4. El resguardo de la seguridad nacional
El art. 1 señala el deber del Estado de resguardar la Seguridad
Nacional. Dicho eso en 1980 se debe interpretar bajo las nociones
propias de la “doctrina de la seguridad Nacional”, que delimita amenazas
y enemigos externos e internos a los cuales abordar mediante formas de
exclusión jurídica y ataque militar. De esa manera se faculta a las
fuerzas armadas para asumir el orden interno, bajo el pretexto de
combatir ideologías, organizaciones o movimientos que alteren la
seguridad del Estado. Una nueva Constitución debe rechazar esta doctrina
y asumir la idea de Seguridad Global que surge del informe Our Global Neighborhood
(1995), de la Comisión de Gestión de los Asuntos Públicos Mundiales de
la Secretaría General de la ONU. Este concepto no se centra en la
seguridad de los Estados, sino en la seguridad de las personas y del
planeta. Entre las amenazas a responder se deben incluir las crisis
sociales y financieras, los conflictos étnicos, el
terrorismo, las ciberamenazas, el crimen organizado, el narcotráfico, el
desplazamiento de poblaciones por razones climáticas, la degradación
ambiental, la trata de personas, el desarraigo cultural y la falta de
cohesión e integración social, entre otros.

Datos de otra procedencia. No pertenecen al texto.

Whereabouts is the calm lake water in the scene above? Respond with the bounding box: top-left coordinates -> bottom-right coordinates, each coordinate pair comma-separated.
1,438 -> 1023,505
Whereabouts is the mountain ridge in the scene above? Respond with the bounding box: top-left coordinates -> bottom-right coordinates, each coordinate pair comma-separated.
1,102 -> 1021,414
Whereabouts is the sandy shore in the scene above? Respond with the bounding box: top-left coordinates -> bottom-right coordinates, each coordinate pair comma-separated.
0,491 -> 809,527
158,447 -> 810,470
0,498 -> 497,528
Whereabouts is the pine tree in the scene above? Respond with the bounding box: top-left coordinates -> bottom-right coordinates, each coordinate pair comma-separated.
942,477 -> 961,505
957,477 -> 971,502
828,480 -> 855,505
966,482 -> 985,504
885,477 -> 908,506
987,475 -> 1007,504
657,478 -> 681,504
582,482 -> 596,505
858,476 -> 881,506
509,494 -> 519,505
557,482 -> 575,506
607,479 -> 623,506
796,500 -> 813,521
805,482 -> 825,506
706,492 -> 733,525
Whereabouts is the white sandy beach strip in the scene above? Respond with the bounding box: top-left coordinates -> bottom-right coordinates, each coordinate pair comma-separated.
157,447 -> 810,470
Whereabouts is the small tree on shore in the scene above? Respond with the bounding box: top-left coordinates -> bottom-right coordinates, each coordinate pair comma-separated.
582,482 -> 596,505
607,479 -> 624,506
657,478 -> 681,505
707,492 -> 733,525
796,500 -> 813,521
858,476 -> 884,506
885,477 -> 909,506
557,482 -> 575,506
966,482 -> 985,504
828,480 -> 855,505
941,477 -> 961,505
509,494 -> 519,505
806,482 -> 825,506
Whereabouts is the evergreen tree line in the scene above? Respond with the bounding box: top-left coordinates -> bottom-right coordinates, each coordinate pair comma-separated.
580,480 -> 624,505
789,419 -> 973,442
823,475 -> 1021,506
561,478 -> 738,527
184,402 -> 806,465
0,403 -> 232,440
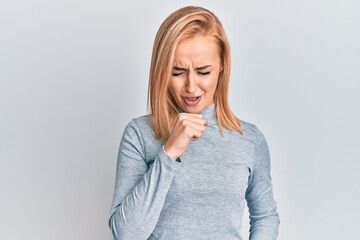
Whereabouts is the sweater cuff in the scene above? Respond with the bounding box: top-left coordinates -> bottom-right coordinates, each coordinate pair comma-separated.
161,146 -> 182,168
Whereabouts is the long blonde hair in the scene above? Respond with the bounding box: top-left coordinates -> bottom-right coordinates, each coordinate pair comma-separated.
148,6 -> 243,142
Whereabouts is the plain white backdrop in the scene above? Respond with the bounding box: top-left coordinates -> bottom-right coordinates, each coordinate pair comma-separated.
1,0 -> 359,239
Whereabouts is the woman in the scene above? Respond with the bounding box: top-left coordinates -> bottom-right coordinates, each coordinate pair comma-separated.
109,6 -> 280,240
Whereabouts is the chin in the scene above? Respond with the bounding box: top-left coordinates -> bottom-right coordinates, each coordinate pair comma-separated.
180,104 -> 205,113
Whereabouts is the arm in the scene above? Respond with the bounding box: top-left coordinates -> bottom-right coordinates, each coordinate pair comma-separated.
245,127 -> 280,240
108,119 -> 181,240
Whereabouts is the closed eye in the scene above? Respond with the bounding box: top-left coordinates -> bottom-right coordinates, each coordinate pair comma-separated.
172,72 -> 184,77
198,72 -> 210,75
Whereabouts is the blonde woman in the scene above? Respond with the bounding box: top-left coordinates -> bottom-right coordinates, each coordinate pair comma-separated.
109,6 -> 279,240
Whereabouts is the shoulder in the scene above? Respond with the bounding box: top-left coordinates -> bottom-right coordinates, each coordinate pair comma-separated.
238,120 -> 271,170
240,122 -> 270,162
239,119 -> 265,140
222,118 -> 266,150
130,114 -> 152,129
123,114 -> 157,143
124,114 -> 152,133
122,114 -> 162,161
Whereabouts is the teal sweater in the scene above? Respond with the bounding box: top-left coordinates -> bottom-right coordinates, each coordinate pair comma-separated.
109,104 -> 279,239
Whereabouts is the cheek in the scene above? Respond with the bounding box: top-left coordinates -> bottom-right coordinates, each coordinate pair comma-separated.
201,75 -> 218,92
168,79 -> 182,97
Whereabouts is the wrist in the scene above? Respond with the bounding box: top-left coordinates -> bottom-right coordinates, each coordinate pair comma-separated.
163,145 -> 179,160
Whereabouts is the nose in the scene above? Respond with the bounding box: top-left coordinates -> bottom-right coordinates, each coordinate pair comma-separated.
185,72 -> 197,93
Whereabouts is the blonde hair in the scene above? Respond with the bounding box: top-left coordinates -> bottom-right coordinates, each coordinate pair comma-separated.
148,6 -> 243,142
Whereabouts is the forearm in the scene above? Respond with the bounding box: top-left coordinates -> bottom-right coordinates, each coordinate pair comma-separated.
247,126 -> 280,240
249,210 -> 280,240
109,149 -> 180,239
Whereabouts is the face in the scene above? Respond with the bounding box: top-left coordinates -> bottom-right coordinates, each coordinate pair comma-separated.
169,36 -> 223,113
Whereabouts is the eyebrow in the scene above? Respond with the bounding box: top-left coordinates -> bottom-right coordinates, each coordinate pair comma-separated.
172,65 -> 212,71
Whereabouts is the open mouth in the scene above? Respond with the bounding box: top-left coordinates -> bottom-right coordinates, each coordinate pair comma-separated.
183,96 -> 201,106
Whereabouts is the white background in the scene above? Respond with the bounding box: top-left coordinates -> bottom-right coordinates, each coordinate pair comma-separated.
1,0 -> 359,239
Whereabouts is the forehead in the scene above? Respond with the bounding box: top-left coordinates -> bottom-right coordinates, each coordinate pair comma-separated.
173,36 -> 220,65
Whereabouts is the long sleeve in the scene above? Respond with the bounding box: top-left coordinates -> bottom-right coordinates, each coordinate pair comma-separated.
108,119 -> 181,240
246,127 -> 280,240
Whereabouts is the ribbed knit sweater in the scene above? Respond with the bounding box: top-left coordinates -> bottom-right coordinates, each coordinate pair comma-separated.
109,104 -> 279,239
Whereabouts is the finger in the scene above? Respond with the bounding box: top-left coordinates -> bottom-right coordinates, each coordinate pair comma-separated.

5. La falacia de la igualdad de oportunidades
El último dispositivo anti-igualitario que introduce el art. 1 es su
mandato al Estado de “asegurar el derecho de las personas a participar
con igualdad de oportunidades en la vida nacional”. Lo buscado sería que
la gente disponga de iguales alternativas para desarrollar sus
potencialidades. Se reconoce así una desigualdad de orígenes y de
trayectorias de las personas, pero para superar
esta condición bastaría con eliminar barreras de entrada a una oferta,
de modo que no se discrimine arbitrariamente unos ciudadanos de otros en
el ingreso a una universidad, un centro recreativo, etc.
La igualdad de oportunidades se construye desde bases estrictamente individualistas, bajo un Estado regulador-pasivo del mercado. Se opone a lo que Eric Maurin ha llamado “igualdad de posibilidades”. Esta mirada se expresa, por ejemplo, en el mandato activo de la Constitución española: “Corresponde a los poderes públicos promover las condiciones para que la libertad y la igualdad del individuo y de los grupos en que se integra sean reales y efectivas; remover los obstáculos que impidan o dificulten su plenitud y facilitar la participación de todos los ciudadanos en la vida política, económica, cultural y social” . “Remover obstáculos” implica que el Estado ingrese a una esfera que la actual Constitución quiso dejar clausurada. Hasta ahora.
1. Antoni Domènec, El eclipse de la fraternidad. Una revisión republicana de la tradición socialista. Akal, Madrid, 2004.
2. Ibídem; Eric Maurin, L’égalité des possibles. La nouvelle société française, La République des idées, Seuil, París, 2002; Constitución española, art. 9/2.
* Rector de la Universidad Academia de Humanismo Cristiano.